Saturday, November 24, 2007

Managing SQL Server Extensions (Functions, Types, Etc.)

[This post is part of a series where I'm exploring how to add data mining functionality to the SQL language; this is an extension of my most recent book Data Analysis With SQL and Excel. The first post is available here.]

Up to now, I have discussed adding functions, types, and aggregates into SQL Server. The code is created in C# and loaded into SQL Server using as an assembly. Placing the code into SQL Server has four steps:
  1. Deleting all objects already defined in the assembly (if any).
  2. Deleting the assembly (if present).
  3. Loading a new version of the assembly.
  4. Redefining the objects in the assembly.
For readers who are familiar with the process of compiling and linking code, this process is similar to linking. The references in the assembly have to be "linked" into the database, so the database knows what the references refer to.

I am doing this process manually for two reasons.

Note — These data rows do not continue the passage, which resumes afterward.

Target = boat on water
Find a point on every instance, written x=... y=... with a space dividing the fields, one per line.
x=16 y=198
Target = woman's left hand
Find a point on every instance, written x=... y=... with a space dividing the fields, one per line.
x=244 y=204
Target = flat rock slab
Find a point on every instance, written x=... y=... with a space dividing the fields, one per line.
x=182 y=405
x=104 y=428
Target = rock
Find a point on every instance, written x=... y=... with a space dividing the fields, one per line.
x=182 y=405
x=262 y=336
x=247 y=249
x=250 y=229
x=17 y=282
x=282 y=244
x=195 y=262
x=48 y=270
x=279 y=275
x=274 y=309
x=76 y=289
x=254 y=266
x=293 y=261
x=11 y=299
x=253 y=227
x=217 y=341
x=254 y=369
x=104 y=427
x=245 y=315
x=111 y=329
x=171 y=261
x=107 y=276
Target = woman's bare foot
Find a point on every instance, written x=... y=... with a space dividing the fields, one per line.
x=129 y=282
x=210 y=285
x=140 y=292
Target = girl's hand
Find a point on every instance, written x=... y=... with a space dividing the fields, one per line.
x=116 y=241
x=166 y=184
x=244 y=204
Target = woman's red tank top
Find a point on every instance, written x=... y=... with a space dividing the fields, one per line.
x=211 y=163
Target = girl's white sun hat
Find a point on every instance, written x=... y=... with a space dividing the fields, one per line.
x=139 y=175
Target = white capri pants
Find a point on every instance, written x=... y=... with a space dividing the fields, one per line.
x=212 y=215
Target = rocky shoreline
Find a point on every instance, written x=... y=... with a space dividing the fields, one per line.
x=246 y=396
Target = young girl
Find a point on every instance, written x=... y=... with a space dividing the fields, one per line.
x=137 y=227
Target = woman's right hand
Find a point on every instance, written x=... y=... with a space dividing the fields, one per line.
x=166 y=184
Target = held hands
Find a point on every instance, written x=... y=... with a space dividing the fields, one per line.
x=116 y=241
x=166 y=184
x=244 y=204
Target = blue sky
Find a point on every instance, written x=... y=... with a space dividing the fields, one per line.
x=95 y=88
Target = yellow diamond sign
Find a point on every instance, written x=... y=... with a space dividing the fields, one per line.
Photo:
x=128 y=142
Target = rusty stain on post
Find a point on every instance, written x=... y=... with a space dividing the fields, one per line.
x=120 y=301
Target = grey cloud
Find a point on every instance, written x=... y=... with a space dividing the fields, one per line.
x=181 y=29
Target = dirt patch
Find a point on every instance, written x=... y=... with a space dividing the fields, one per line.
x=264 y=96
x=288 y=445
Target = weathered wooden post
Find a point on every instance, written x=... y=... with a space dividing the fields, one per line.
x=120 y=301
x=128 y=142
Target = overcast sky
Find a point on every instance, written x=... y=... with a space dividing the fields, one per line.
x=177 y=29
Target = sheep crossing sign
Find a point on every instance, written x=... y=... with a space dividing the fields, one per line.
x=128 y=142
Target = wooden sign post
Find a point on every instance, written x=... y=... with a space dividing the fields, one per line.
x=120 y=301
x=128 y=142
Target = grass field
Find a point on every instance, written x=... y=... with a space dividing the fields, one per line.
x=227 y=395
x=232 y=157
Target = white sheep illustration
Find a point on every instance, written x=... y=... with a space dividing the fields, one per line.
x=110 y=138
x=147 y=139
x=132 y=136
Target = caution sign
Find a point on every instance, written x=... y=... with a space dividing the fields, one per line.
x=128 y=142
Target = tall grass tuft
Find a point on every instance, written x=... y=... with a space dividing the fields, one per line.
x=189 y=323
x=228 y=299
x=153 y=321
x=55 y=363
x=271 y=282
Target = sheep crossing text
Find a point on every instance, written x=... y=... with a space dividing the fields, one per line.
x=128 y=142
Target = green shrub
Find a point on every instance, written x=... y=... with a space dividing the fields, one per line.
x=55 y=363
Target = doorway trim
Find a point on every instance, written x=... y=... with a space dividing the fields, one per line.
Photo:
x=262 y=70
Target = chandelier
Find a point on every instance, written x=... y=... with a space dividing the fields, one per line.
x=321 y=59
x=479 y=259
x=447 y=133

First, because this is how I originally set up this project for adding data mining functionality into SQL Server (even though Visual Studio does have options for doing this automatically). Second, this approach provides an opportunity to start to understand how SQL Server manages user defined types.

This post discusses how to manage the first of these steps automatically. That is, it describes how to delete all objects in a database referenced by a particular assembly.


A Common Error
The following code drops the user defined function CreateBasicMarginalValueModel():

DROP AGGREGATE CreateBasicMarginalValueModel
GO

This expression is quite simple. However, if it is executed twice, it returns the error:

Msg 3701, Level 11, State 5, Line 1
Cannot drop the aggregate function 'createbasicmarginalvaluemodel', because it does not exist or you do not have permission.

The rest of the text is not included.